With uncertainty over how the COVID-19 pandemic will play out in the future, it is crucial that countries around the world remain committed to keeping their ports open for trade to ensure the continued flow of goods from one country to another. The declaration, supported by the International Maritime Organization, has also called on Governments around the world to designate seafarers as “key workers” to assure their safe and timely repatriation amid the Coronavirus outbreak.

It has been around three months since countries all over the world went into lockdowns and tightened border restrictions to control the spread of COVID-19. Crew changeovers and repatriation is still a concern of seafarers as they are still being denied entry at many ports. The prolonged services onboard has caused pressure on the mental health of seafarers, pushing them towards a state of fatigue. To help crews on board their fleets, shipping companies can only try their luck as ships journey between ports to relief their seafarers. If ships were fortunate enough to arrive at ports that allowed for crew change, shipping companies would then make arrangements for the repatriation of their sea-going workers.

Mental Health and Well-being Concerns All Crew

Gerald Joseph, an engine cadet from the Tripartite Engineering Training Award programme, a place-and-train programme initiated by SMOU, began his contract on board the ship on 1st September last year. Midway through his contract period, he and his crew began to witness the rapid closure of ports. “I was prepared to stay on board the ship for more than a year and be away from my family.” Gerald told SeaVoices.

Gerald recalled that some of his crew mates had already served beyond their contractual tour of duty and are unable to return home because of travel restrictions implemented by different countries and jurisdictions. He observed that the contract extensions affected his crew’s mental health and well-being.

“Some of my crew mates from other countries were already showing signs of depression from not being able to return home. The nature of our occupation involves demanding physical working conditions, potentially hazardous tasks and high levels of stress and fatigue. Not only seafarers are away from family and friends for very long periods of time, many seafarers live isolated lives while on board. This makes us particularly vulnerable to ill mental health.” He added.

Access to Adequate Information Vital for Seafarers’ Wellbeing amidst Crisis

In many cases, it is observed that seafarers do not receive proper information on the pandemic as the internet is a fruitful ground for fake news. Therefore it is doubtful if the information seafarers are receiving through social media is valid.

When asked about how he was kept updated on the ever evolving Coronavirus situation, he shared that apart from the newsletters that were sent to him monthly, important updates on the pandemic were all shared immediately with the crew via email or satellite call.

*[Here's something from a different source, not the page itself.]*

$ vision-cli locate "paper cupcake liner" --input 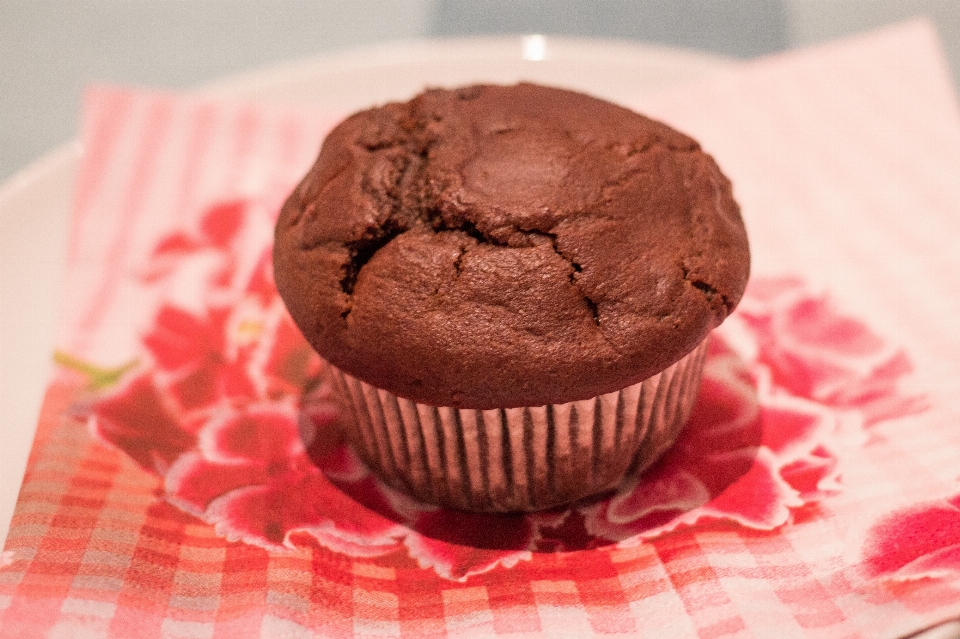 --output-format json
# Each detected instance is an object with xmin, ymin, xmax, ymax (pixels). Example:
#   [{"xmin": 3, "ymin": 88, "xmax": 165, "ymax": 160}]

The open and honest communication between the company and seafarers had provided them some comfort. While there are many ideas and initiatives for boosting the crew’s social life and morale on board in a safe and socially responsible way, the starting point is to talk to the crew and see how they are getting on during these difficult times.

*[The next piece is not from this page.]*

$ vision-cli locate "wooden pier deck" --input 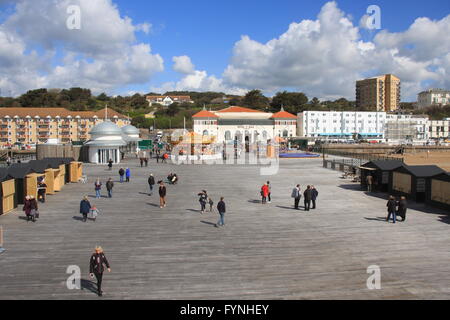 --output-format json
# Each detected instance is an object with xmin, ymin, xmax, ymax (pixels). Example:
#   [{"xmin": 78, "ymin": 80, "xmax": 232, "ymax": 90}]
[{"xmin": 0, "ymin": 159, "xmax": 450, "ymax": 299}]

Safeguarding the Health and Safety of Seafarers

When asked if he had anything to share with the seafarers, Gerald encouraged them to “remain resilient and mentally strong” as it can be tough staying on board especially during this challenging period.

Unions around the world continue to stand for seafarers to be recognised and treated as an essential workforce. Countries can do that by taking steps to relax their crew change restrictions so that the sea-going labour force can be rejuvenated with relievers, who are also looking to sail to earn a living.

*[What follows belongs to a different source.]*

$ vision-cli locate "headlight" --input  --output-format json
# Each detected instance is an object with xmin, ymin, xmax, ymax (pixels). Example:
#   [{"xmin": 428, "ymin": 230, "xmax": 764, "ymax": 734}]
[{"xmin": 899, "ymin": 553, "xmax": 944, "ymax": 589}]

Following the International Maritime Organization’s circular released in early May to provide member states with protocols for facilitating crew changes, some countries have begun working towards implementation of the framework. Several ports around the world will now permit crew change under specific conditions, including Singapore.

As we progress on this front, it is important more than ever for port authorities around the world to assist seafarers in crew change so that the global supply chain and port operations can remain undisrupted.